Denmark has a very long and colorful history. The region was inhabited as early as 10,000 BC by hunters and fishermen and continued to flourish when farming was introduced around 4,000 BC. The earliest inscriptions date back to 200 AD and the earliest known trading settlements of Hedeby and Ribe date from the 8th Century.
The Viking Age lasted from the 8th to 11th Centuries, during which time the Danes, united to one kingdom in the 10th Century, became notorious raiders. The Vikings are famous for their long sea voyages across the Atlantic leading to settlements in places such as Greenland, Iceland and the Easternmost parts of the North American coastline. But on the European side of the Atlantic, their raids and activities reached as far as the Mediterranean and Central Asia.
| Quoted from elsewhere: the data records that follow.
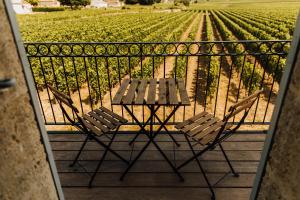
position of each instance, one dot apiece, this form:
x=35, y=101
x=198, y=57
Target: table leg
x=135, y=137
x=151, y=140
x=170, y=135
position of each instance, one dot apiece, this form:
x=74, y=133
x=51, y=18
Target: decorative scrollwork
x=157, y=49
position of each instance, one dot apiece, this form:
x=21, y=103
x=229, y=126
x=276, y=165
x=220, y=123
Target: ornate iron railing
x=217, y=74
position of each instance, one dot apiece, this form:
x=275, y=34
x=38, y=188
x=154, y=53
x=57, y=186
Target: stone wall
x=282, y=178
x=24, y=170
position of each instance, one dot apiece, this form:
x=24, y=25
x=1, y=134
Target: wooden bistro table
x=153, y=94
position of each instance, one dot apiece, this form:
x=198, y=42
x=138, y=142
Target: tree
x=33, y=2
x=75, y=3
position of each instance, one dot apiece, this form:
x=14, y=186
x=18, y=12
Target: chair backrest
x=64, y=100
x=241, y=106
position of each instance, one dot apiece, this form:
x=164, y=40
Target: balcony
x=216, y=74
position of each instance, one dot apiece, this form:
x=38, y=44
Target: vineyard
x=97, y=66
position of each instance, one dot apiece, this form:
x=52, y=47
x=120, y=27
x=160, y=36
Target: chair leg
x=79, y=152
x=102, y=158
x=201, y=168
x=228, y=161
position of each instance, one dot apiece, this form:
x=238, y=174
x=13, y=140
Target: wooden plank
x=102, y=120
x=95, y=123
x=119, y=95
x=141, y=92
x=118, y=117
x=138, y=193
x=200, y=121
x=160, y=166
x=154, y=180
x=183, y=93
x=181, y=156
x=190, y=120
x=151, y=92
x=128, y=99
x=172, y=97
x=162, y=92
x=107, y=117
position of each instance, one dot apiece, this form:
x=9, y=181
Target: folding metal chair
x=210, y=131
x=94, y=124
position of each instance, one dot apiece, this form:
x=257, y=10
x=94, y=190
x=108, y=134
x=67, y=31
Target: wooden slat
x=141, y=92
x=234, y=155
x=155, y=180
x=102, y=120
x=190, y=120
x=149, y=166
x=119, y=95
x=92, y=128
x=173, y=100
x=183, y=93
x=209, y=138
x=129, y=97
x=95, y=123
x=108, y=117
x=154, y=193
x=198, y=122
x=121, y=119
x=204, y=126
x=151, y=92
x=245, y=100
x=209, y=130
x=239, y=138
x=162, y=94
x=59, y=93
x=123, y=145
x=243, y=107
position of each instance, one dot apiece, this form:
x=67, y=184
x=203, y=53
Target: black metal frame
x=221, y=136
x=151, y=135
x=129, y=60
x=89, y=136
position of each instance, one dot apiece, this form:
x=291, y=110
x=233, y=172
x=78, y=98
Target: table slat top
x=165, y=91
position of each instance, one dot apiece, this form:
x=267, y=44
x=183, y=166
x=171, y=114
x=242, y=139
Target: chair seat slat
x=91, y=127
x=95, y=123
x=118, y=97
x=102, y=120
x=107, y=117
x=191, y=120
x=114, y=115
x=203, y=127
x=199, y=122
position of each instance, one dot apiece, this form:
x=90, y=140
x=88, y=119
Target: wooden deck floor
x=152, y=178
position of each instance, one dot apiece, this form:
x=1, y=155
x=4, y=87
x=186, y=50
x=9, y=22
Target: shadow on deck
x=151, y=178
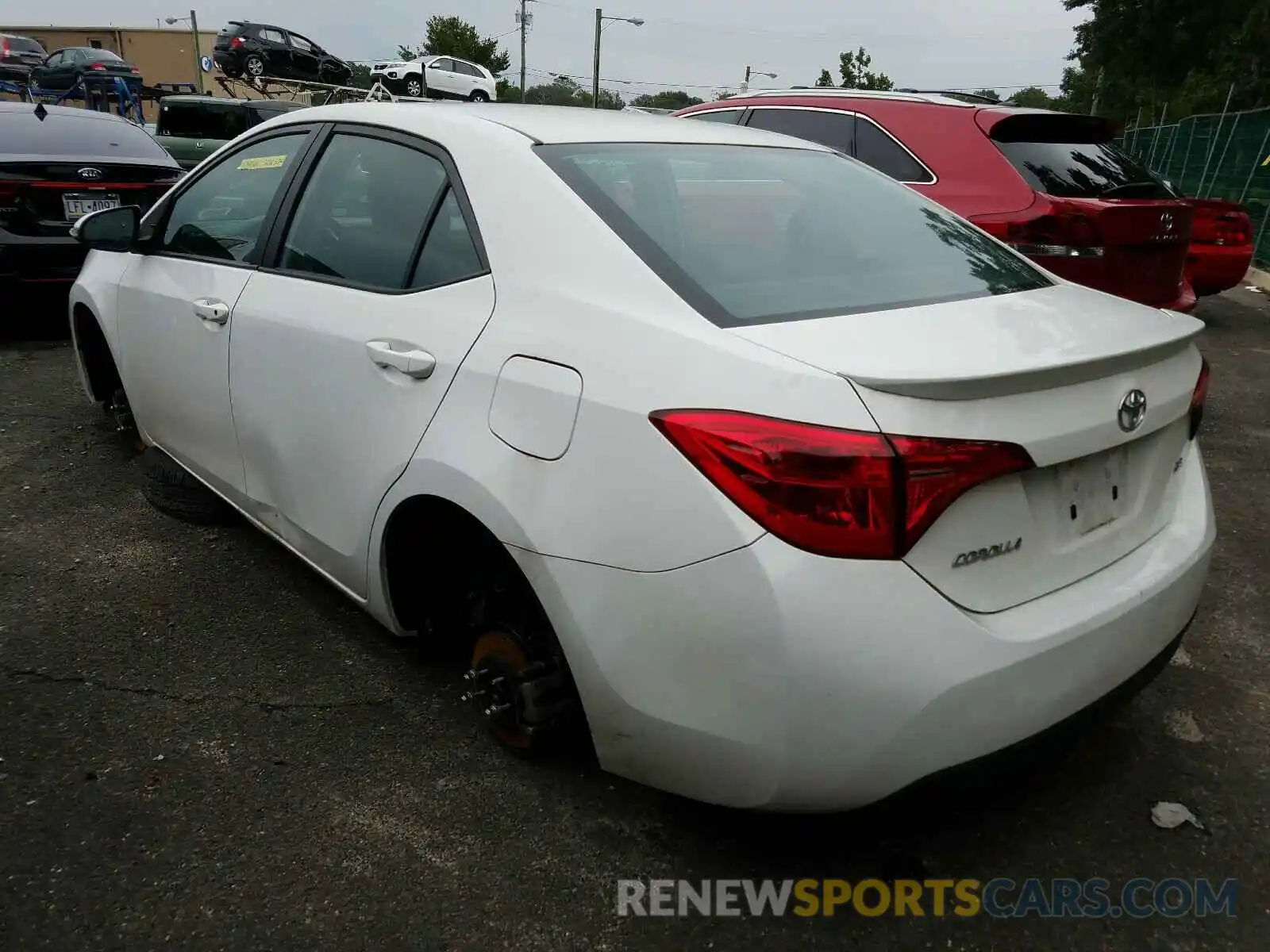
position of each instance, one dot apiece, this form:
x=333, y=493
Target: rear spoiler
x=1045, y=126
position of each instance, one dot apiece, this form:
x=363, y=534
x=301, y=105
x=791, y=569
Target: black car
x=56, y=165
x=64, y=69
x=260, y=50
x=18, y=55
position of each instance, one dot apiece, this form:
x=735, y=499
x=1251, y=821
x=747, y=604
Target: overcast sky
x=696, y=44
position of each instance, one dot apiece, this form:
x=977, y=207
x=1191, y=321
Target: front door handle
x=211, y=311
x=412, y=362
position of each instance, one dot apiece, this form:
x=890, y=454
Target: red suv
x=1053, y=186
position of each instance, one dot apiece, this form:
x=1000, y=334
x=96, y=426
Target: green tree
x=668, y=99
x=454, y=36
x=854, y=69
x=1035, y=98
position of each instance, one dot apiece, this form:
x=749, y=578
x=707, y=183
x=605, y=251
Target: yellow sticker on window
x=264, y=162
The Vikings claimed much of England at one time and were the ones who established Limerick, Cork and Dublin, the first towns in Ireland. For some period of time, the Danish invaders coexisted peacefully with the English and they adopted Christianity when King Harald Bluetooth
converted. In the year 1002, however, King Ethelred the Unready of England ordered a massacre of the Danish settlers. In 1013, Danish King Sweyn Forkbeard drove out the English King in retaliation and became King of England, only to die one year later, allowing Ethelred the Unready to return to power. He didn’t last very long either and passed the throne on to his son Edmund Ironside. Shortly afterward, Edmund was defeated in battle by Canute the Great, son of Sweyn Forkbeard. In 1016, Canute became ruler over a vast empire that included all of England, Denmark, Norway and parts of Sweden. The power struggle with England was to continue for many years afterward.
In the 12th century, the Danes went on to conquer parts of Germany and even Estonia, which they then sold when money became tight in 1346. Shortly after that, the Black Death, which spread across all of Europe killed about a third of the population in 1349 and 1350.
In the year 1397, Denmark, Norway and Sweden united as the Union of Kalmar under King Erik and Copenhagen became capitol in 1443. This union lasted for about 125 years, but was affected by continuing struggles and rivalries between the Danes and the Swedes. In 1523, The Swedes separated permanently, declaring their independence and electing King Gustav. Norway remained attached to Denmark. The Danes continued to engage in conflict with Sweden but were unsuccessful in every instance.
During the Protestant Reformation which unfolded in the early 16th century, there was a bloody civil war in Denmark. From 1534-1536, King Christian III, who adopted the Lutheran faith, fought against his uncle, King Christian II, a Catholic, in a bloody conflict known as the War of the Counts, where thousands were killed. Christian II came out on top and Lutheranism became the official state religion. Catholic Bishops were forced to convert or face prison.
Conflict with Sweden continued and was marked by an especially humiliating surrender in 1660 with the Treaty of Copenhagen. Then, just over 150 years later in 1814, Denmark was forced to surrender Norway to the Swedes. Denmark was able to retain control of the Faroe Islands, Greenland and Iceland. Iceland then declared independence in 1944 during World War II.
In 1849, King Frederick VII granted freedom of religion and thepress under a new constitution. Then, in 1864, more land was lost when the Treaty of Vienna gave control of the Duchies Schleswig and Holstein to Germany.
The 19th century was a golden age for Denmark. As freedoms became established, great minds and talents such as the writer of fairy tales, Hans Christian Andersen, the philosopher Søren Kierkegaard, and the sculptor Bertel Thorvaldsen made their mark.
In 1915, Denmark adopted a more democratic constitution and gave women the right to vote. It remained neutral in World War I, but was then occupied by the Germans in 1940 during World War II. Originally Denmark did not offer much resistance, but that changed by 1943 at which point the Danish fleet and army were defeated by German troops.
In 1945, with the end of the war, the Marshall Plan helped get Denmark on its feet again. Having joined NATO in 1943, Denmark hesitantly joined the EU in 1973, but voted not to adopt its currency, the Euro.
Today, Denmark is often praised as one of the most civilized and happy places on earth. It is quite ironic considering the small nation’s turbulent past. A constitutional monarchy, civilized Denmark’s Queen Margrethe II can trace her lineage back to the Viking Kings Harald Bluetooth and Gorm the Old.